Tuesday, January 3, 2023

Alarie, Benjamin, The Rise of the Robotic Tax Analyst (January 2, 2023). Tax Notes Federal, January 2, 2023, p. 57, Available at SSRN: https://ssrn.com/abstract=4325429

Abstract

As 2023 begins, developments with large language models, most prominently ChatGPT, a recent offshoot of GPT-3, are generating buzz in legal technology circles. They are also triggering wariness among some in legal academia and practice. On November 30, 2022, OpenAI made ChatGPT available for public use through an open beta. In less than one week, the system was deployed by more than 1 million registered users. The extremely rapid adoption was driven by claims — and plenty of evidence — of impressive algorithmic feats performed by ChatGPT. The capabilities of ChatGPT reportedly include achieving passing scores on practice bar and medical board examinations.

Within days of the release of ChatGPT, Andrew Perlman, the dean of law and a professor at Suffolk University, prompted the program to write an essay on its own likely influence in the future of law. The abstract to the essay, which Perlman assures us he wrote himself, concludes with the observation that “the disruptions from AI’s rapid development are no longer in the distant future. They have arrived, and this document offers a small taste of what lies ahead.” It’s not only GPT-3 and its progeny that have been making waves.

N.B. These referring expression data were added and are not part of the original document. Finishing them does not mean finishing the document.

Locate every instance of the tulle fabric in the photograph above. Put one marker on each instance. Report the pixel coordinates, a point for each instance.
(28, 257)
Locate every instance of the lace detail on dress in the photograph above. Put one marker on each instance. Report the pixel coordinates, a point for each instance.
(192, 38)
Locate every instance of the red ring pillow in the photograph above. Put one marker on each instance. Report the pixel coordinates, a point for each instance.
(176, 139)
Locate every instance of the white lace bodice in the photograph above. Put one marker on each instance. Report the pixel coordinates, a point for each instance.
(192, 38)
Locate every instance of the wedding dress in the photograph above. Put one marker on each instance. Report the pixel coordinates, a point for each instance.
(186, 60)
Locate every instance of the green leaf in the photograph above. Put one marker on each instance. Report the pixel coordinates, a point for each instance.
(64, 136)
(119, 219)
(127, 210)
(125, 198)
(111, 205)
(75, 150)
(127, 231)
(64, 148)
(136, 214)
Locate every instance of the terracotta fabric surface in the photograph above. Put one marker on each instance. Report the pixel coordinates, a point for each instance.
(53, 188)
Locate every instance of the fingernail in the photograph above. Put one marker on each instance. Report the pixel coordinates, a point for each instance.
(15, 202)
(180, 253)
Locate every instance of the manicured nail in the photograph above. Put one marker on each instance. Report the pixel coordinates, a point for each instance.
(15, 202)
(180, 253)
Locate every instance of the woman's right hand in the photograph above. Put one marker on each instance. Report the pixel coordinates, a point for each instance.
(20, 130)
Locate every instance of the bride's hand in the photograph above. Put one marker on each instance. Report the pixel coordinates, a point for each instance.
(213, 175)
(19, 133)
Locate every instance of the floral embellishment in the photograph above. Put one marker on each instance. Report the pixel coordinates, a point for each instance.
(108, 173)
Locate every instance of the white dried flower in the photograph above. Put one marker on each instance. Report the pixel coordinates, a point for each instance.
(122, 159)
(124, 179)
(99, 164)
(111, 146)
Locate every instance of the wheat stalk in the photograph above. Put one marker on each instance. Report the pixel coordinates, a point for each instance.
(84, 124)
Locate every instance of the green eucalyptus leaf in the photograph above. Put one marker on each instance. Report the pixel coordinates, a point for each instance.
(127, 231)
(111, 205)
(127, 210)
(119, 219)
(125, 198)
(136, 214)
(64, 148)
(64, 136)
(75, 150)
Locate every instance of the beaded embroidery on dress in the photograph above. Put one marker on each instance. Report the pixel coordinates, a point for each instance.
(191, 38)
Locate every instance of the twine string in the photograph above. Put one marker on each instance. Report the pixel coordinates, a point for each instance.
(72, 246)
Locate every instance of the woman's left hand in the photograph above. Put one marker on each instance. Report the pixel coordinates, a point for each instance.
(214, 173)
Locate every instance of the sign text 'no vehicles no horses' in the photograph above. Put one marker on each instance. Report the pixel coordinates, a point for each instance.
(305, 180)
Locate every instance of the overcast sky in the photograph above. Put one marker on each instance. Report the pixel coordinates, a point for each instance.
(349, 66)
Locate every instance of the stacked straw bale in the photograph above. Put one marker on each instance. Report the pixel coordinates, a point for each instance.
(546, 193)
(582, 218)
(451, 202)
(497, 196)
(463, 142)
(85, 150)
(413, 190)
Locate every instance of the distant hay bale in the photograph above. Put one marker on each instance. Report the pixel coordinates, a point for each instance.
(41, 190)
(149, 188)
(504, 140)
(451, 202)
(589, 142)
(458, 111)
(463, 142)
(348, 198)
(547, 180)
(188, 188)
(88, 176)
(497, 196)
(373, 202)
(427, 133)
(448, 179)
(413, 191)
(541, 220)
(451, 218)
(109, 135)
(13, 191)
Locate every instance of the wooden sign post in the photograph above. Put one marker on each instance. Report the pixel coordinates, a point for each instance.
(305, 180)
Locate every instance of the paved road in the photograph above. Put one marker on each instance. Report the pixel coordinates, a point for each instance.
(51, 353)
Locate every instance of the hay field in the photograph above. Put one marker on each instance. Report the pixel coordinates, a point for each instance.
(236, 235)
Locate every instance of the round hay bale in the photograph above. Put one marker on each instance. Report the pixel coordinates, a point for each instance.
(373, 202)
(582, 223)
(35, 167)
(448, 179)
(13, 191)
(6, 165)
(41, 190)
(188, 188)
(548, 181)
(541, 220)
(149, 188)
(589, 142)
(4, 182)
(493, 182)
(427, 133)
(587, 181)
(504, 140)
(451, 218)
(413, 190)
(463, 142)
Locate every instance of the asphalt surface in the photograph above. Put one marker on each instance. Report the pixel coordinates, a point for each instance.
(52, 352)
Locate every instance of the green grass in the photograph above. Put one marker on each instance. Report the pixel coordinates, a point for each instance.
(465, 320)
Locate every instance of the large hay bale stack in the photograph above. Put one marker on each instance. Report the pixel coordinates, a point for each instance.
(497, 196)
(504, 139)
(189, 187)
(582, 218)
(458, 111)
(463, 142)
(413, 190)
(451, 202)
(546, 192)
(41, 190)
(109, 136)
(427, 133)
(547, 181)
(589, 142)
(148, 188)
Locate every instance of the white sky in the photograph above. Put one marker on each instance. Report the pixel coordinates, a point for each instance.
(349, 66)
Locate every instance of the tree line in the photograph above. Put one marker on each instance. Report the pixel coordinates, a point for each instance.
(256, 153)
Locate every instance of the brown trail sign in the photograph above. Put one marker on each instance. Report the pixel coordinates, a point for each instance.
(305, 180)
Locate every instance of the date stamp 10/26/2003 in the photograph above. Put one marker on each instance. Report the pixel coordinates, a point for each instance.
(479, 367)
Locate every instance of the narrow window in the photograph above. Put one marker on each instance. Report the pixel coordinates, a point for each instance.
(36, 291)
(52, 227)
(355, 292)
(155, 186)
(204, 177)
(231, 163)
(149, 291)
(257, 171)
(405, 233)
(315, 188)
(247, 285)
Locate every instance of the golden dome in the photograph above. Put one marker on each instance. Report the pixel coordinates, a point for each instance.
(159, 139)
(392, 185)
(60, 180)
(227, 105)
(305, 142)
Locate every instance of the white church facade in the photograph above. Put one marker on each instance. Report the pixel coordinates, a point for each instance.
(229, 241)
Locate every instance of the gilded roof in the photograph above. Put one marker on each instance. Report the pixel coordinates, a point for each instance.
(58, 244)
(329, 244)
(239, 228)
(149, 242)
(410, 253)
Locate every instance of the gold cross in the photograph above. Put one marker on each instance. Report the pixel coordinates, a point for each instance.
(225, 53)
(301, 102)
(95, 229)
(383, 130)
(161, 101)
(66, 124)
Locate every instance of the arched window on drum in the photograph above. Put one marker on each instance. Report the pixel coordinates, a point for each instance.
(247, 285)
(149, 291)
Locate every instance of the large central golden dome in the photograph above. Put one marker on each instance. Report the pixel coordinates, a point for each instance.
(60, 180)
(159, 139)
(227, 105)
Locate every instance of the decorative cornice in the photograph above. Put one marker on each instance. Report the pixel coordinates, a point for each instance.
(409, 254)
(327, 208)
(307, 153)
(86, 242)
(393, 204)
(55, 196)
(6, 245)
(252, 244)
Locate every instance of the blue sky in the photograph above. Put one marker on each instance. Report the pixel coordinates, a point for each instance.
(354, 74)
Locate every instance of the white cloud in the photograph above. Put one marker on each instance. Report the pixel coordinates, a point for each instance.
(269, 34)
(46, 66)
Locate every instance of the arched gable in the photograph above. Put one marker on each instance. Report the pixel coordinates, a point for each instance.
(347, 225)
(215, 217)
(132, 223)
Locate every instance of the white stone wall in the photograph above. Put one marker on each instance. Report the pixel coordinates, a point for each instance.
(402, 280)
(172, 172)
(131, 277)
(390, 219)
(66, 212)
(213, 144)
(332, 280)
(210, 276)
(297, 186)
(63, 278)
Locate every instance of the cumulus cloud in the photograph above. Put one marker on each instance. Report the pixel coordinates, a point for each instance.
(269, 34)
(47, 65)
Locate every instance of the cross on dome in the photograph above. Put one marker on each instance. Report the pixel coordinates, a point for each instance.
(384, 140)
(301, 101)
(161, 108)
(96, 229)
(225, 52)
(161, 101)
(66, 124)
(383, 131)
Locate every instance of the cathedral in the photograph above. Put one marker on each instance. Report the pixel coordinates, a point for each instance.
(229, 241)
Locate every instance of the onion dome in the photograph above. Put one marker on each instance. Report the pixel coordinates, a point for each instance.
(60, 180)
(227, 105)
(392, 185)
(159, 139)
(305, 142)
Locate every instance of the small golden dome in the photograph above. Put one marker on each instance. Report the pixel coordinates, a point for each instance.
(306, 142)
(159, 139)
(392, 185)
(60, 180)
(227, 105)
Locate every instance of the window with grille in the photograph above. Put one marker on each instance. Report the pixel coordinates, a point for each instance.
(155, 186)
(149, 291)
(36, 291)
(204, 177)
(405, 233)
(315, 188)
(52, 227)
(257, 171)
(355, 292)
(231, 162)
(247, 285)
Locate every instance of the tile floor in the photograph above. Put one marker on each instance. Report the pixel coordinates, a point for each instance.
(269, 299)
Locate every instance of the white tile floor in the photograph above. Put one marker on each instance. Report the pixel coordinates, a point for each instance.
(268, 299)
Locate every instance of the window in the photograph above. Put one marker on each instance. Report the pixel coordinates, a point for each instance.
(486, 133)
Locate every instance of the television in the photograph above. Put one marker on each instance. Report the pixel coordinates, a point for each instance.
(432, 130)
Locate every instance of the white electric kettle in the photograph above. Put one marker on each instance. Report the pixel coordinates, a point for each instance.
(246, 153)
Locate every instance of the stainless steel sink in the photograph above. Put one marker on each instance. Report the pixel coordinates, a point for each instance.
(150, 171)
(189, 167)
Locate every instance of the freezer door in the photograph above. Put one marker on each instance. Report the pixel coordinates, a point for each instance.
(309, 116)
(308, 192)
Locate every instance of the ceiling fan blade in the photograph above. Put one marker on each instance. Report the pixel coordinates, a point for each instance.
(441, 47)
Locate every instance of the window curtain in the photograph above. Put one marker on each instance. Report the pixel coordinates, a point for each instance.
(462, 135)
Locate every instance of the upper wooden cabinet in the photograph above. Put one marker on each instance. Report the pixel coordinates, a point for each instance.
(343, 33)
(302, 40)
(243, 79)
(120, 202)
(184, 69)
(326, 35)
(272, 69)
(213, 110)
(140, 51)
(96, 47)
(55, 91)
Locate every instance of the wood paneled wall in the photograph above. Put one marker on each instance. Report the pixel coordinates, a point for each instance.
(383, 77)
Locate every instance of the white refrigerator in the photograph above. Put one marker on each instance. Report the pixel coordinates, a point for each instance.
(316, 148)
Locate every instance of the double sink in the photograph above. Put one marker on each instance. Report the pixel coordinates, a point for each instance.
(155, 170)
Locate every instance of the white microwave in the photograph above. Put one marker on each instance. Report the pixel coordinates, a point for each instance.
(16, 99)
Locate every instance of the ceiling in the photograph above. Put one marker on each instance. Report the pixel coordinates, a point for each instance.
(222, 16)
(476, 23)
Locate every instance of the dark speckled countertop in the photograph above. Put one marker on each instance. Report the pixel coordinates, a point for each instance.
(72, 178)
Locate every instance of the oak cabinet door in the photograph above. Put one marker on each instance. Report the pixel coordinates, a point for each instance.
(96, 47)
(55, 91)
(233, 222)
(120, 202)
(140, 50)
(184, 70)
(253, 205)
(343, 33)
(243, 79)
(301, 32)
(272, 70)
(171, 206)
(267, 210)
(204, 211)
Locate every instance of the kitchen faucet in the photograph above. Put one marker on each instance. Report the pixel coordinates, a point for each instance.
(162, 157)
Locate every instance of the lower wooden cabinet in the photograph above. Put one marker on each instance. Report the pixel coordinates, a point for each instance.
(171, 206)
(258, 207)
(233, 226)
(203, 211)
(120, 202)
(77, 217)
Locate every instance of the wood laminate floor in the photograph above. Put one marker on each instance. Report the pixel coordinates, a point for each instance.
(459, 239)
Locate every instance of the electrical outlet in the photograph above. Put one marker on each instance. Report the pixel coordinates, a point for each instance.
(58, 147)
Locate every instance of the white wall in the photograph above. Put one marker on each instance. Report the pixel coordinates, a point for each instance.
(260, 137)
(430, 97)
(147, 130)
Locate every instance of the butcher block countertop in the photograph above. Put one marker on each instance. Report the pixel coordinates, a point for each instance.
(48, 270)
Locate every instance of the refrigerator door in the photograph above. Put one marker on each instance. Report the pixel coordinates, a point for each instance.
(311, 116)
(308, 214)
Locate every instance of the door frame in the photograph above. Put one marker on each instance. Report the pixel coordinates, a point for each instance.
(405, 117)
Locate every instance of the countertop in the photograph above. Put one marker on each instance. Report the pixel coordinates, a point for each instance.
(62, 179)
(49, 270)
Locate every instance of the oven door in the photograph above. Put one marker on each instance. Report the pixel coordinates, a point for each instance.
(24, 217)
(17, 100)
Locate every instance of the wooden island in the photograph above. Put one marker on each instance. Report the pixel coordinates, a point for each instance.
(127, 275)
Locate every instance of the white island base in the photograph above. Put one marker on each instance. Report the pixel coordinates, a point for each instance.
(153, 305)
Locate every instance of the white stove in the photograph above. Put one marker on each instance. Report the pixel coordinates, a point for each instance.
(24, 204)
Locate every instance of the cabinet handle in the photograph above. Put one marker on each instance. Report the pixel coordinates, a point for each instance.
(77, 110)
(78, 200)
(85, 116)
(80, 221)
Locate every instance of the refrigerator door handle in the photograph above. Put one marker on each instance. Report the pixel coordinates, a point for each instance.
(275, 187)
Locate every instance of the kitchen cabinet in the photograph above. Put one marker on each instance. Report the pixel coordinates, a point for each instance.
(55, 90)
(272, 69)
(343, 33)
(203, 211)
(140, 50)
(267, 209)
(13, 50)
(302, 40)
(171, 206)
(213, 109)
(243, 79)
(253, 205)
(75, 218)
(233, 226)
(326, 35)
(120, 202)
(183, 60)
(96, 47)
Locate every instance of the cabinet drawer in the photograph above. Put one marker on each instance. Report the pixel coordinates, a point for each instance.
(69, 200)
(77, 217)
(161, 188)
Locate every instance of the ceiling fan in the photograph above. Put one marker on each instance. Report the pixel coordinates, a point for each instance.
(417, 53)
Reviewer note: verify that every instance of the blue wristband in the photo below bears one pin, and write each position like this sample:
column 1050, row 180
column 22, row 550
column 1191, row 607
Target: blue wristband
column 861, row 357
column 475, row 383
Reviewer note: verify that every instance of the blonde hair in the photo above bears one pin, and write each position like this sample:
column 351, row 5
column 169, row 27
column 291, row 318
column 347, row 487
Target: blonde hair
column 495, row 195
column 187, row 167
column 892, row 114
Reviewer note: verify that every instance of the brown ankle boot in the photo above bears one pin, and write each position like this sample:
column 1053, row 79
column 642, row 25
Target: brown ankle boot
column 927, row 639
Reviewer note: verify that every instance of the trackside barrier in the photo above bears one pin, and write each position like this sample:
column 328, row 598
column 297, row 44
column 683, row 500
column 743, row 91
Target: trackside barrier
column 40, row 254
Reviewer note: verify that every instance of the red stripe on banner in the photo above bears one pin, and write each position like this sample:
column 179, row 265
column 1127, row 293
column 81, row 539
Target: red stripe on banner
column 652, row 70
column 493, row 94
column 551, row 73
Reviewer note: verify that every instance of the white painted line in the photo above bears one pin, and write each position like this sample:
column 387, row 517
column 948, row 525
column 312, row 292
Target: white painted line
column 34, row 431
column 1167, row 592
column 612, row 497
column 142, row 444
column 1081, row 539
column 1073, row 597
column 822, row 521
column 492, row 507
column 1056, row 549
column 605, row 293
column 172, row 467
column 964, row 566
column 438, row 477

It is fair to say that machine learning and AI are beginning to make their influence felt in some unexpected places. There is little reason to expect these and related developments to abate at the doorstep of tax analysis.

To wrap up Blue J Predicts for 2022, we will do some Dickensian stocktaking, visiting Blue J predictions past, present, and future. The initial order of business is to retrospectively analyze how the Blue J Predicts analyses have fared in 2022. Have our predictions mapped on to reality? Have the cases gone the way the machine-learning models and the algorithms have anticipated? Broadly, the answer is yes, although with the important caveat that we do not yet have the final word from the courts in many of the cases. We then consider the state of AI and machine learning in tax research and analysis. We outline some new ways in which machine-learning technology is poised to affect tax research and analysis this year, at Blue J and beyond. Finally, we look ahead to anticipate how AI could affect tax analysis and research, and explain why it is important to begin turning our attention to the possibilities.